A delicious snack, perfect for picnics and lunchboxes 

Syn-free


Ingredients

Scale
  • 1 medium courgette (grated)
  • 1/2 green chilli (finely chopped)
  • 2 eggs
  • 125 g fat free cottage cheese
  • 30 g cheddar
  • 12 slices wafer thin ham
  • salt and pepper
  • Low calorie cooking spray


Instructions

  1. Fry the courgette and chilli gently in frylight on a medium heat for about 4-5 minutes, stirring regularly
  2. Use a blender (hand blender fine) to mix together the cottage cheese, egg, and cheddar.
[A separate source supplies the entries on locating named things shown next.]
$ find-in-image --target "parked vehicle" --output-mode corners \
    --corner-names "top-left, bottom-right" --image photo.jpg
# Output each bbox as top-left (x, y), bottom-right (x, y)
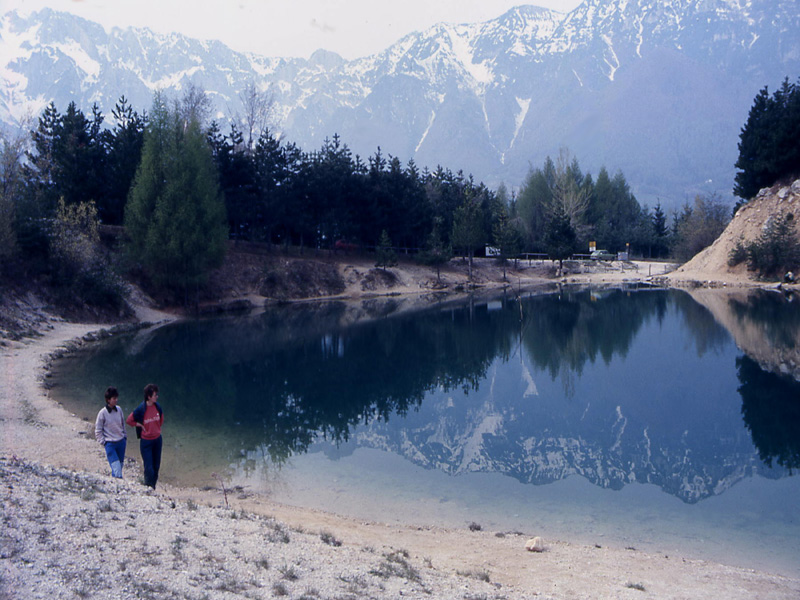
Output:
top-left (590, 250), bottom-right (616, 260)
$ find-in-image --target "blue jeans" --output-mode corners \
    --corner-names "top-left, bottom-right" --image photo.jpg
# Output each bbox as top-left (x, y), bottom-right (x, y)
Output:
top-left (139, 436), bottom-right (163, 489)
top-left (105, 438), bottom-right (128, 479)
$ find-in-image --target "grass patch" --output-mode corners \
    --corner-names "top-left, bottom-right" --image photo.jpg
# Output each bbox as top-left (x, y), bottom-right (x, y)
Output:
top-left (319, 531), bottom-right (342, 548)
top-left (278, 566), bottom-right (300, 581)
top-left (625, 581), bottom-right (647, 592)
top-left (370, 550), bottom-right (420, 581)
top-left (456, 569), bottom-right (490, 583)
top-left (272, 581), bottom-right (289, 597)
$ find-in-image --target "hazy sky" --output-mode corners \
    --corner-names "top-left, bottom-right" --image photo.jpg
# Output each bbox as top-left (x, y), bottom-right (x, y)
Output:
top-left (0, 0), bottom-right (580, 58)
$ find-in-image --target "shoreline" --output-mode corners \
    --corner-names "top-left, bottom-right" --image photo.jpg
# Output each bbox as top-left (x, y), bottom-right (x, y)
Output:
top-left (0, 274), bottom-right (800, 598)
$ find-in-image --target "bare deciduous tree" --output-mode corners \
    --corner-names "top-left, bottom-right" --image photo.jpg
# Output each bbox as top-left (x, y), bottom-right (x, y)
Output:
top-left (236, 81), bottom-right (274, 153)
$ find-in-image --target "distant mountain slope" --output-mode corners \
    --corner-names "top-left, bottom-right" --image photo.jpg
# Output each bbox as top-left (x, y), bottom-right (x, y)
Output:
top-left (0, 0), bottom-right (800, 206)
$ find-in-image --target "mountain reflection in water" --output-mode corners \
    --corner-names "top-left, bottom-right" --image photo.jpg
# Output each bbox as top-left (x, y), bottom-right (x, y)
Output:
top-left (57, 290), bottom-right (800, 503)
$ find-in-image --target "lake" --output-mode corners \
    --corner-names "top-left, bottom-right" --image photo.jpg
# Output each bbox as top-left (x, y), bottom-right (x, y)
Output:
top-left (53, 288), bottom-right (800, 576)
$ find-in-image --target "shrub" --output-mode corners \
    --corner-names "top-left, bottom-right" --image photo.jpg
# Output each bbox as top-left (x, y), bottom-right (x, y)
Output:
top-left (747, 213), bottom-right (800, 278)
top-left (728, 240), bottom-right (748, 267)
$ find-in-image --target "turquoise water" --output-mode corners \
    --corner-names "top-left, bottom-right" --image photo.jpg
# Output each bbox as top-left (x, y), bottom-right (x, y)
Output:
top-left (56, 290), bottom-right (800, 575)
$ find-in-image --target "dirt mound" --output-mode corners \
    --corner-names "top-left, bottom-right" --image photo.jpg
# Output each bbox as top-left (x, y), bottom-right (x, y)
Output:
top-left (361, 269), bottom-right (400, 292)
top-left (670, 179), bottom-right (800, 281)
top-left (258, 260), bottom-right (345, 300)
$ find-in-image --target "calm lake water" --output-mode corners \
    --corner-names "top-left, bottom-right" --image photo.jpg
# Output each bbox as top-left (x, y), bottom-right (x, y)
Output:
top-left (54, 289), bottom-right (800, 576)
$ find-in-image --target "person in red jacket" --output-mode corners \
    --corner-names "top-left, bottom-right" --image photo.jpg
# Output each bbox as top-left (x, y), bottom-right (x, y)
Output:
top-left (125, 383), bottom-right (164, 489)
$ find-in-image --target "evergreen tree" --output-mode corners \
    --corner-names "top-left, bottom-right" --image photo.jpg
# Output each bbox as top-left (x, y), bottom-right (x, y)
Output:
top-left (375, 229), bottom-right (397, 271)
top-left (125, 94), bottom-right (227, 299)
top-left (652, 201), bottom-right (669, 257)
top-left (733, 78), bottom-right (800, 200)
top-left (450, 197), bottom-right (486, 281)
top-left (104, 96), bottom-right (147, 225)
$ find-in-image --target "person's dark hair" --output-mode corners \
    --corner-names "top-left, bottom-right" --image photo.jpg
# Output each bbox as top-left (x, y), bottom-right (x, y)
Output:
top-left (144, 383), bottom-right (158, 400)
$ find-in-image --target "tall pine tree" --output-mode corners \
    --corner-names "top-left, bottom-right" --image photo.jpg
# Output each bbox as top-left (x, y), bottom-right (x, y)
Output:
top-left (125, 94), bottom-right (228, 299)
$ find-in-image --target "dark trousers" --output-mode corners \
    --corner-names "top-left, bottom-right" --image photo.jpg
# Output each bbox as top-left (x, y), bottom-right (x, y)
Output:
top-left (139, 436), bottom-right (163, 489)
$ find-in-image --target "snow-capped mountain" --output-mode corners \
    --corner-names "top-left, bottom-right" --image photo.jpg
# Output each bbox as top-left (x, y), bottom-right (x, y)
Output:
top-left (0, 0), bottom-right (800, 205)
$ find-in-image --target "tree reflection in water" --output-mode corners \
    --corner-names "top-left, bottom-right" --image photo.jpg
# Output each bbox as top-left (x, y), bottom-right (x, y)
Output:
top-left (51, 289), bottom-right (799, 501)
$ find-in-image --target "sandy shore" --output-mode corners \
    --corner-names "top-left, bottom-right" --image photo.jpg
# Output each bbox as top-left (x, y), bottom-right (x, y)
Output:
top-left (0, 273), bottom-right (800, 599)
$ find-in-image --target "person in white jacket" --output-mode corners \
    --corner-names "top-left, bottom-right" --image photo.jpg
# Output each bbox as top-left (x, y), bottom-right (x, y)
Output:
top-left (94, 386), bottom-right (128, 479)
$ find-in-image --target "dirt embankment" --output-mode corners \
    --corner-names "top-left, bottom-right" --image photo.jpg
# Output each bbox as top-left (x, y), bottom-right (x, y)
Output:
top-left (668, 179), bottom-right (800, 286)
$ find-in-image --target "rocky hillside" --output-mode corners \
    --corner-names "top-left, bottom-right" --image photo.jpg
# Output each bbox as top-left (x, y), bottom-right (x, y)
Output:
top-left (670, 179), bottom-right (800, 283)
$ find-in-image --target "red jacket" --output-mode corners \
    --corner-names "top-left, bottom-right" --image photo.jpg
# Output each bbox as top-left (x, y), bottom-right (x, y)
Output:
top-left (125, 405), bottom-right (164, 440)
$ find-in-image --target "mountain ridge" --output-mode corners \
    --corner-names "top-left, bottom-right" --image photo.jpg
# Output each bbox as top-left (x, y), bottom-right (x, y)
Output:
top-left (0, 0), bottom-right (800, 206)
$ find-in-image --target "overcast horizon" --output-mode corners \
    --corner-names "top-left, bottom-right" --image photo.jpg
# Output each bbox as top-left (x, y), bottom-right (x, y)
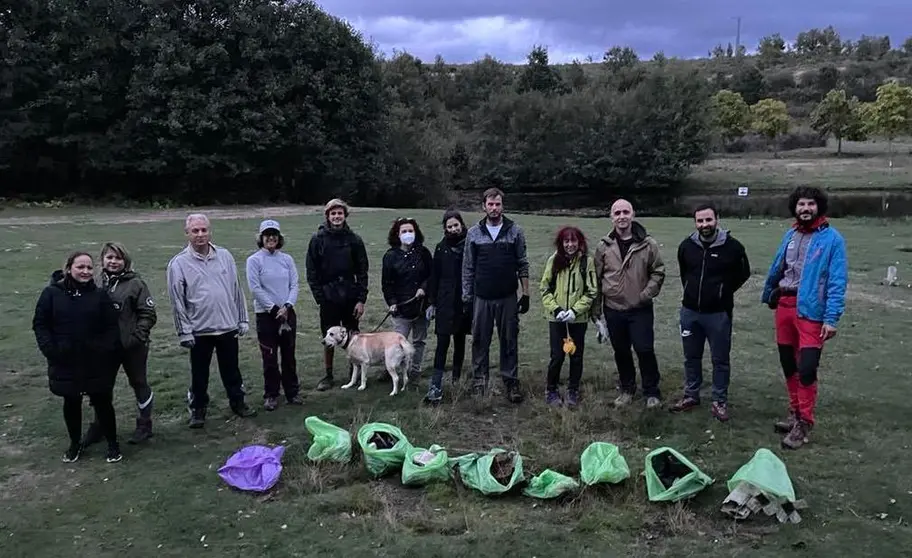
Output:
top-left (318, 0), bottom-right (912, 63)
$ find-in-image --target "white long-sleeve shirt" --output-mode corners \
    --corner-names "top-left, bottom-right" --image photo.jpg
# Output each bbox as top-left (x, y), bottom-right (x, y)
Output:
top-left (247, 249), bottom-right (298, 313)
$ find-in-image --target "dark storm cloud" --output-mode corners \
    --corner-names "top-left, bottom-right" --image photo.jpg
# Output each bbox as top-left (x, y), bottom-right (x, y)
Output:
top-left (322, 0), bottom-right (912, 62)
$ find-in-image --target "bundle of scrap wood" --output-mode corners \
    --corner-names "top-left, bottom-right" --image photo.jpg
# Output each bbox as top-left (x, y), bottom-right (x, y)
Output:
top-left (722, 482), bottom-right (807, 523)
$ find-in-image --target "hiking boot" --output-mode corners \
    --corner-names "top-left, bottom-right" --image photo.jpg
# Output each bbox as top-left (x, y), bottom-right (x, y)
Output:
top-left (507, 382), bottom-right (523, 403)
top-left (127, 417), bottom-right (152, 444)
top-left (231, 401), bottom-right (256, 418)
top-left (668, 395), bottom-right (700, 413)
top-left (82, 421), bottom-right (104, 448)
top-left (105, 442), bottom-right (123, 463)
top-left (424, 385), bottom-right (443, 403)
top-left (63, 442), bottom-right (82, 463)
top-left (773, 411), bottom-right (798, 434)
top-left (710, 401), bottom-right (729, 422)
top-left (545, 389), bottom-right (563, 407)
top-left (317, 374), bottom-right (336, 391)
top-left (782, 420), bottom-right (811, 449)
top-left (189, 408), bottom-right (206, 428)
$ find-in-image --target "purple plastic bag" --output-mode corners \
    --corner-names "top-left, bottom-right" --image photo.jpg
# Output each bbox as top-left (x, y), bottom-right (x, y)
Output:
top-left (218, 446), bottom-right (285, 492)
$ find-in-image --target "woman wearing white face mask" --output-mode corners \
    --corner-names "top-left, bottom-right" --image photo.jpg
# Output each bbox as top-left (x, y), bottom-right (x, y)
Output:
top-left (381, 217), bottom-right (433, 380)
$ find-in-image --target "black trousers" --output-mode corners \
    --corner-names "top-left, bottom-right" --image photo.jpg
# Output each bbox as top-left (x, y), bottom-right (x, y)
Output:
top-left (604, 305), bottom-right (662, 398)
top-left (189, 331), bottom-right (244, 409)
top-left (547, 322), bottom-right (588, 391)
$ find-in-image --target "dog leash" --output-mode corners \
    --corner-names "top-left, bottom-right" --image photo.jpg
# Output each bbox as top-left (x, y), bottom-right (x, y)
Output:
top-left (371, 294), bottom-right (418, 333)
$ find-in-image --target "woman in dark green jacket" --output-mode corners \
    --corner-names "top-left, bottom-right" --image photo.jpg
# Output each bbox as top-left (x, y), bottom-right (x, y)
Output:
top-left (539, 227), bottom-right (598, 407)
top-left (84, 242), bottom-right (158, 445)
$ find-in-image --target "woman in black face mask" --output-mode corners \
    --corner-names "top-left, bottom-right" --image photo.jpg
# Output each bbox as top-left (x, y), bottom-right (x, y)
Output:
top-left (425, 209), bottom-right (472, 403)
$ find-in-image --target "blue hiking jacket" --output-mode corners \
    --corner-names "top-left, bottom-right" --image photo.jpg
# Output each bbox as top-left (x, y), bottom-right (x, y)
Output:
top-left (761, 222), bottom-right (849, 327)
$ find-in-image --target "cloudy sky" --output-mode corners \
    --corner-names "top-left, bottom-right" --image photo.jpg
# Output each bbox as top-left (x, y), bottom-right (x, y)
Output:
top-left (317, 0), bottom-right (912, 63)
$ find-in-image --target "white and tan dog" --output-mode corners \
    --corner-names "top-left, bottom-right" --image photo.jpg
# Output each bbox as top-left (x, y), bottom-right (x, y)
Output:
top-left (323, 326), bottom-right (415, 395)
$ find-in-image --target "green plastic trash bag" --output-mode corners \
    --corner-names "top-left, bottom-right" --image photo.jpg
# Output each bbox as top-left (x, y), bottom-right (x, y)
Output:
top-left (645, 447), bottom-right (713, 502)
top-left (728, 448), bottom-right (796, 502)
top-left (523, 469), bottom-right (579, 499)
top-left (358, 422), bottom-right (412, 477)
top-left (580, 442), bottom-right (630, 486)
top-left (304, 416), bottom-right (352, 463)
top-left (450, 448), bottom-right (525, 496)
top-left (402, 444), bottom-right (450, 485)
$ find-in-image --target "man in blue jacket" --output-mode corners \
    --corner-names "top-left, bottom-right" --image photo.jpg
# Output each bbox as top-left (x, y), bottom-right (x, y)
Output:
top-left (761, 187), bottom-right (848, 449)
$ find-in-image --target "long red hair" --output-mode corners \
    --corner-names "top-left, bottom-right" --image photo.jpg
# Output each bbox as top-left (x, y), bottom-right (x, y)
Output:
top-left (551, 225), bottom-right (589, 276)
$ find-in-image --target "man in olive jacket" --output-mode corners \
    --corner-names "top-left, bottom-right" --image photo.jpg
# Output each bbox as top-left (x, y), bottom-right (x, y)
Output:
top-left (592, 200), bottom-right (665, 408)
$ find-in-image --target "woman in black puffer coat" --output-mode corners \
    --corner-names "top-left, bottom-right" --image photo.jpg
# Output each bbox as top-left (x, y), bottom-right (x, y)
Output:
top-left (425, 209), bottom-right (472, 403)
top-left (32, 252), bottom-right (122, 463)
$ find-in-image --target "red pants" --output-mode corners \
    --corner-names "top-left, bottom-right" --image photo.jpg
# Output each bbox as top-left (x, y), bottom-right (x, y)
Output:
top-left (776, 296), bottom-right (824, 424)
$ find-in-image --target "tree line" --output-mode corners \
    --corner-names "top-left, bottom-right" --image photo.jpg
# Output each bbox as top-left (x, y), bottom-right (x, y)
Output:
top-left (0, 0), bottom-right (912, 210)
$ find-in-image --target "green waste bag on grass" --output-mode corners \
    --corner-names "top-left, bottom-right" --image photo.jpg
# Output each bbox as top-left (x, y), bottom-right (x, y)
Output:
top-left (449, 448), bottom-right (525, 496)
top-left (358, 422), bottom-right (412, 477)
top-left (304, 416), bottom-right (352, 463)
top-left (580, 442), bottom-right (630, 486)
top-left (645, 447), bottom-right (713, 502)
top-left (728, 448), bottom-right (796, 502)
top-left (523, 469), bottom-right (579, 499)
top-left (402, 444), bottom-right (450, 485)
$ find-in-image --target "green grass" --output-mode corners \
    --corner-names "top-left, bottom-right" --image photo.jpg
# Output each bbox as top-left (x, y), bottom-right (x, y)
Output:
top-left (688, 140), bottom-right (912, 194)
top-left (0, 209), bottom-right (912, 558)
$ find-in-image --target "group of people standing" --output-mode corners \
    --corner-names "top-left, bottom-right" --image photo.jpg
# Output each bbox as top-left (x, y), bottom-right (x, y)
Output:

Season well.
  3. Spray a 12 hole bun tray with low calorie cooking spray, and line each bun hole with a slice of ham, pushing gently to the bottom to make a little cup
  4. Split the courgette mixture between the 12, placing at the bottom of each hole, in the ham.
  5. Carefully spoon in the egg and cheese mixture splitting between each one. Do not overfill- try to prevent it spilling over the edge of the ham.
  6. Bake at 180c for 15-20 minutes until golden brown.

Notes

I used the Asda wafer thin ham for this batch, and it came in a circle shape which was perfect for making these!